Catherine Ibled, représentante de la liste menée par Pierre-Yves Bournazel (Horizons)
Catherine Ibled a introduit son intervention par le rappel que « Paris est une des ville les plus dangereuse au monde face au réchauffement climatique ». Sa vision est d’abord centrée sur l’importance de « privilégier la nature », tout en ne prenant « aucune décision qui soit irréversible (…) Si la SNCF ou si les trains veulent revenir, il faut pouvoir avoir la possibilité de revenir en arrière.» En se référant à des inspirations internationales comme la High Line de New-York, elle s’est toutefois positionné en faveur d’une ouverture intégrale de la Petite Ceinture. Catherine Ibled a par la suite évoqué la question de la sécurité, pas encore abordée par les autres intervenants, évoquant un recours possible à l’intelligence artificielle pour surveiller les zones à risque, en particulier pour le confort et la sécurité des femmes. . La priorité est ainsi donnée à l’accessibilité sécurisée, pour lutter contre le sentiment d’insécurité et d’isolement. Elle défend ainsi une vision technophile d’un espace naturel connecté, protégé et aménagé, avec forte priorité à l’accueil des publics.

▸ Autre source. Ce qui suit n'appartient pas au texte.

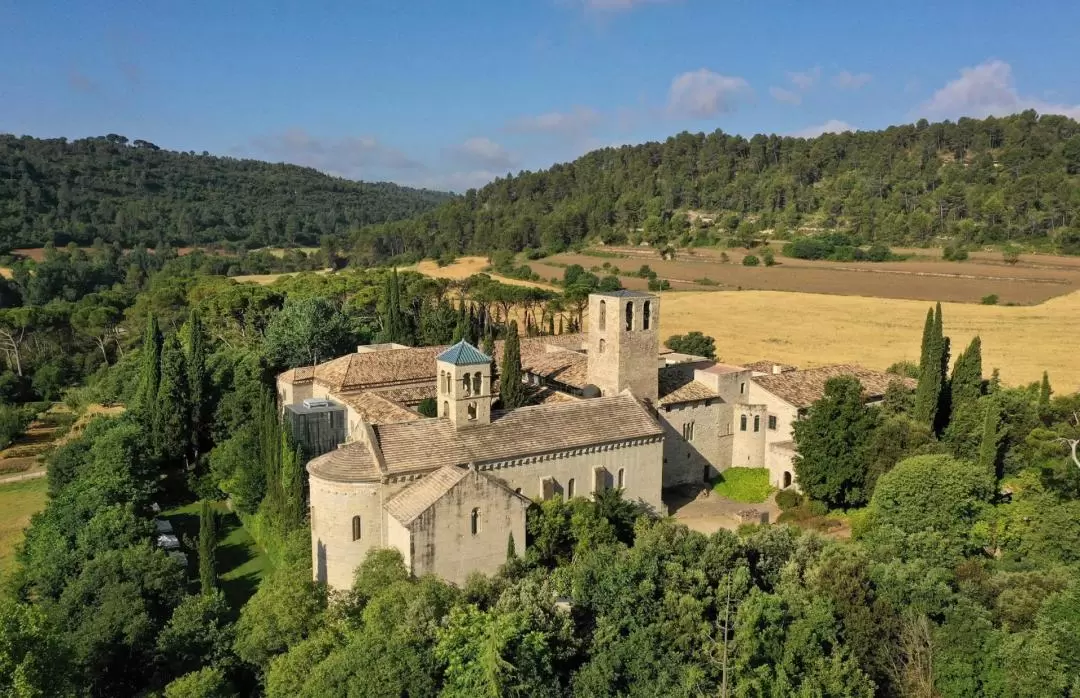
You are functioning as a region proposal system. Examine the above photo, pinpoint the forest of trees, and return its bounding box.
[0,134,450,251]
[353,111,1080,265]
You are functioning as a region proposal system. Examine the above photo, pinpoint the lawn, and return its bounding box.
[0,478,49,577]
[162,501,270,608]
[713,468,772,505]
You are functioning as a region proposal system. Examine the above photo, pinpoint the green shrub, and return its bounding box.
[777,489,802,511]
[713,468,772,504]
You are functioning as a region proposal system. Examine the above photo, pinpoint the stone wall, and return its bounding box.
[659,401,730,487]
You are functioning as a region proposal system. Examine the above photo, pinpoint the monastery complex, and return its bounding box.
[278,291,901,589]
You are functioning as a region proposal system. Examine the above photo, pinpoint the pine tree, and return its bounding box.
[499,321,528,410]
[978,400,1001,478]
[912,304,948,429]
[199,499,217,594]
[1039,371,1053,412]
[185,309,210,460]
[135,313,161,429]
[153,335,191,465]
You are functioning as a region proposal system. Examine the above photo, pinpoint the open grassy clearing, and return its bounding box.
[713,468,772,505]
[660,291,1080,392]
[162,501,270,608]
[0,478,49,578]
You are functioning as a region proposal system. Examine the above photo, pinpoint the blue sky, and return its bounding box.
[0,0,1080,191]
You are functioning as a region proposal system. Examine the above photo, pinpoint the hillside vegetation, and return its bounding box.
[353,111,1080,265]
[0,134,450,250]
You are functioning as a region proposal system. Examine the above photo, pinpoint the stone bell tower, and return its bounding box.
[435,339,491,429]
[588,291,660,405]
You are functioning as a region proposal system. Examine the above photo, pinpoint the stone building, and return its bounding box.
[278,291,911,588]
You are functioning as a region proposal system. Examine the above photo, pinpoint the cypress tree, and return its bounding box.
[499,321,528,410]
[1039,371,1053,412]
[153,335,191,464]
[978,400,1001,478]
[135,313,161,427]
[184,309,210,460]
[199,499,217,594]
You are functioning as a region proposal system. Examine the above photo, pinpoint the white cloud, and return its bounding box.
[507,107,602,135]
[787,119,856,138]
[769,88,802,104]
[833,70,873,90]
[667,68,750,119]
[448,136,516,170]
[787,66,821,92]
[919,61,1080,119]
[249,129,424,178]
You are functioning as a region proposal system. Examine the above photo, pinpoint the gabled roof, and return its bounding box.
[435,339,491,366]
[751,364,916,410]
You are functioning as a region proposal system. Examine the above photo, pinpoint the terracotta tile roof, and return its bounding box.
[335,390,423,425]
[383,466,469,526]
[370,384,438,407]
[309,393,663,482]
[522,349,589,388]
[308,442,382,482]
[752,364,916,408]
[658,363,720,405]
[743,359,799,375]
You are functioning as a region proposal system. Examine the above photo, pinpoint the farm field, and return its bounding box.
[660,291,1080,392]
[540,247,1080,305]
[0,478,49,578]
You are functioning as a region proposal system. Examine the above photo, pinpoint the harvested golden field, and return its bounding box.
[402,257,562,291]
[660,291,1080,392]
[548,247,1080,305]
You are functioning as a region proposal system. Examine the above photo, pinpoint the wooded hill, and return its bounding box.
[353,111,1080,265]
[0,134,450,250]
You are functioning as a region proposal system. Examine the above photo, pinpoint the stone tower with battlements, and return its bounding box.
[435,339,491,429]
[588,291,660,406]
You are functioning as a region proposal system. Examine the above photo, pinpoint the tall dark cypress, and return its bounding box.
[499,321,528,410]
[199,499,217,594]
[185,309,210,460]
[135,313,161,428]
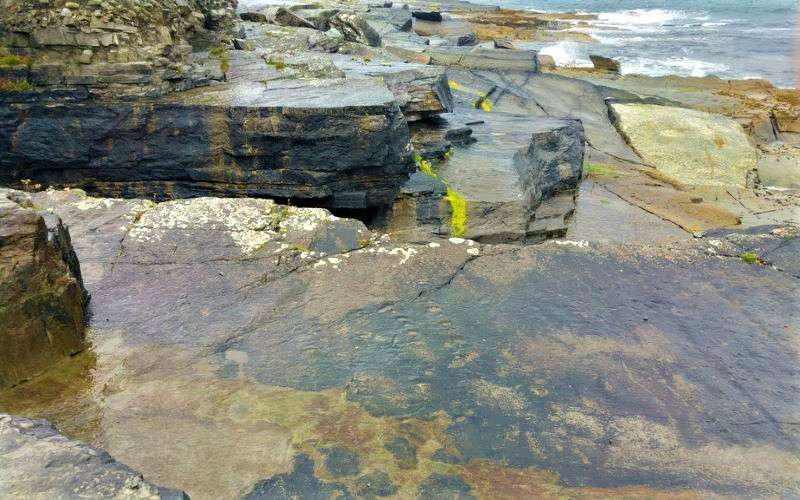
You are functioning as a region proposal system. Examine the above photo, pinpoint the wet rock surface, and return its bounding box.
[0,414,189,500]
[0,191,800,498]
[0,189,89,387]
[0,0,800,499]
[611,104,756,187]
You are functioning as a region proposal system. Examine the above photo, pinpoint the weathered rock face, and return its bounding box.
[514,119,586,209]
[589,55,620,73]
[0,190,88,387]
[382,109,585,243]
[0,414,189,500]
[611,104,757,187]
[0,0,236,97]
[0,79,413,208]
[0,188,800,498]
[334,55,453,121]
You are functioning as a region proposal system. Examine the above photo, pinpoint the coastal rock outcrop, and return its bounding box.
[0,414,189,500]
[0,189,88,388]
[611,103,757,187]
[0,0,236,98]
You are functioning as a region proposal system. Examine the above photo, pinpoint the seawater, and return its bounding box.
[496,0,800,87]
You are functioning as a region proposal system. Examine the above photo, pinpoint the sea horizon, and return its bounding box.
[488,0,798,88]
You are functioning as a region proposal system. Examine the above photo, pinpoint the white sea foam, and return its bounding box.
[620,57,729,76]
[539,40,592,67]
[597,9,685,27]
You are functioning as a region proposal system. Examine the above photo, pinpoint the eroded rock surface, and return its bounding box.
[0,191,800,498]
[0,80,413,208]
[611,104,757,187]
[0,414,189,500]
[0,189,88,387]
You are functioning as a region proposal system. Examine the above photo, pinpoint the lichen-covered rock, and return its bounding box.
[611,104,757,187]
[329,12,381,47]
[0,190,88,388]
[0,414,189,500]
[0,79,413,208]
[334,55,453,121]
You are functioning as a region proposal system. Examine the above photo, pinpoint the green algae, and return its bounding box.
[414,151,468,238]
[740,252,761,264]
[444,186,468,237]
[585,163,619,177]
[208,46,231,79]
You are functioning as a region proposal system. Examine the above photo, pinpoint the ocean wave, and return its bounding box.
[619,57,730,77]
[539,40,592,67]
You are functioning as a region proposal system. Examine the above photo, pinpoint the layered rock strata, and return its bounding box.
[0,414,189,500]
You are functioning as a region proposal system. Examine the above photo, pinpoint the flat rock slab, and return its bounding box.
[392,109,584,243]
[425,46,538,72]
[0,79,413,208]
[611,104,757,187]
[0,191,800,498]
[0,414,189,500]
[334,55,453,121]
[0,188,89,387]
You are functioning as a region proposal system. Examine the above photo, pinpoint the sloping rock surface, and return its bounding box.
[0,79,413,208]
[0,189,88,387]
[0,414,189,500]
[611,104,757,187]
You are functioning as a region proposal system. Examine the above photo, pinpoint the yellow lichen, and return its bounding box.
[444,186,467,237]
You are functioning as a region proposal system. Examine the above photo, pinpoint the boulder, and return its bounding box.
[455,33,478,47]
[589,55,620,73]
[0,0,236,98]
[514,119,586,209]
[536,54,556,71]
[0,189,88,388]
[239,12,267,23]
[264,7,316,29]
[0,414,189,500]
[611,103,757,187]
[329,12,381,47]
[396,108,584,243]
[425,46,538,72]
[411,10,442,23]
[492,38,515,49]
[364,8,413,34]
[0,77,413,208]
[335,56,453,121]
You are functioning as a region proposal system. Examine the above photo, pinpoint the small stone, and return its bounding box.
[78,49,94,64]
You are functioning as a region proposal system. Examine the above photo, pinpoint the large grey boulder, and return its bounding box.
[425,46,539,72]
[334,55,453,121]
[514,118,586,209]
[262,7,316,29]
[0,189,88,388]
[0,79,413,208]
[0,414,189,500]
[328,12,381,47]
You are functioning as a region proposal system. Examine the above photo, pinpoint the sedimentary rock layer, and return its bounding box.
[0,414,189,500]
[0,190,88,387]
[0,80,413,208]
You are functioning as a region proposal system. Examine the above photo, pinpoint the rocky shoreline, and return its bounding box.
[0,0,800,499]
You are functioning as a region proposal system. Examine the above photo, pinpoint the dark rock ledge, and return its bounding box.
[0,414,189,500]
[0,189,88,388]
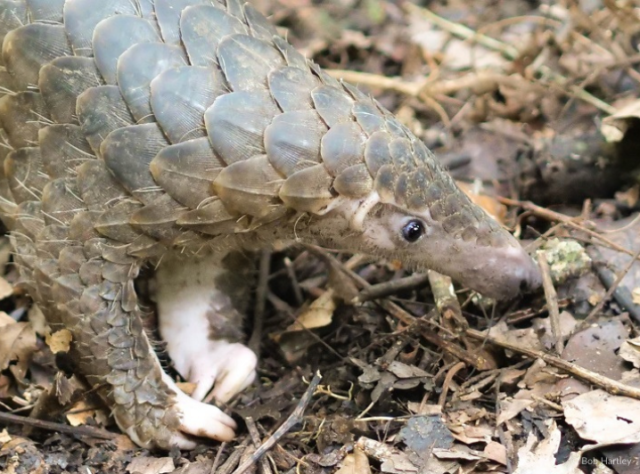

Roland Timsit, representant de la liste menée par Sophia Chikirou (LFI)
Roland Timsit a affirmé une position anti-marchande et municipaliste très claire : « C'est un bien commun écologique. Nous ne voulons pas que ce corridor écologique soit soumis à la marchandisation. Nous voulons qu'il soit 100% public, 100% gratuit, 100% accessible. Et pour ça, il faut une planification ». Les Insoumis proposent une ouverture complète des 32 km, mais avec coordination à l’échelle métropolitaine via une planification publique, et une priorité absolue donnée aux projets associatifs et de l’économie sociale et solidaire. Toutefois, Roland Simsit a partagé une position singulière, envisageant la Petite Ceinture comme support logistique pour le transport de marchandise sur le« dernier kilomètre » à certains horaires, pour réduire le trafic routier. La critique de la gentrification est très présente dans son discours : éviter l’appropriation marchande, les effets sur les prix du foncier et les rentes immobilières. Il a aussi rappelé les enjeux associés aux espaces verts, en particulier dans le 19ème, et la présence de personnes marginalisées et en situation de consommation de drogues. La Petite Ceinture est ici pensée comme une infrastructure du commun, outil de résistance contre les logiques spéculatives et les intérêts privés qui détériorent la vie des parisiennes et parisiens.
[1] Au 10 décembre, avant le ralliement entre les listes PCF, PS et Les Ecologistes.